Dow rose 41, advancers over decliners 3-2 & NAZ slid back 1. The MLP index was fractionally higher to 255 & the REIT index was even in the 382s (record territory). Junk bond funds fluctuated & Treasuries were sold today. Oil fell to the 63s & gold sank 12 to 1301 (more below).
AMJ (Alerian MLP Index tracking fund)
The US is economy likely slowing from its strong rate of growth in 2018, with “important international risks” clouding the outlook, Federal Reserve vice chair Richard Clarida said.

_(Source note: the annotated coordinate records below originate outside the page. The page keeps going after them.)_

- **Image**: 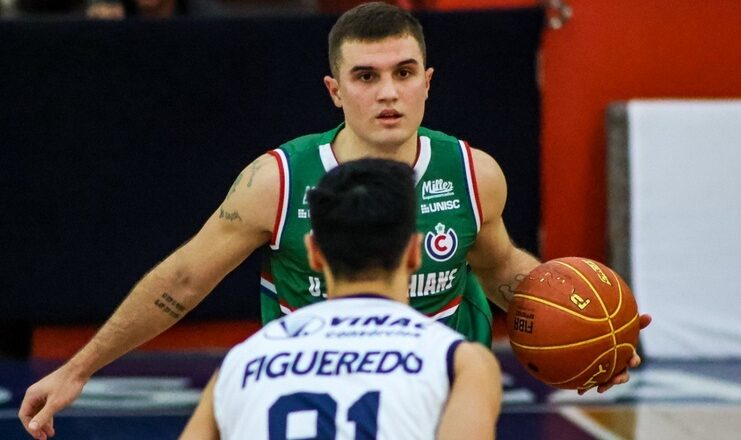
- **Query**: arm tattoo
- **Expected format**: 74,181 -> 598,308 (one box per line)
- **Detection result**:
154,292 -> 185,319
219,208 -> 242,222
247,157 -> 262,187
226,173 -> 242,199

This summer, 10 years after the US emerged from a punishing recession, “the current economic expansion almost certainly will become the longest on record,” said Clarida, vouching for the economy's continued ability to grow. “That said, the incoming data have revealed signs that U.S. economic growth is slowing somewhat from 2018s robust pace,” Clarida said in remarks prepared for delivery at the Institute of International Finance policy summit. “Prospects for foreign economic growth have been marked down, and important international risks, such as Brexit, remain,” Clarida added, referring to Britain's presumed departure at some point from the EU. Coupled with “muted” inflation, Clarida said that outlook justified the Fed's current policy stance, with rates roughly at a level that neither encourages nor discourages investment & spending, & a “patient” approach to any further rate moves. The Fed has put further rate moves on hold as it assesses the degree to which economic growth is slowing & how major overseas economies fare in coming months.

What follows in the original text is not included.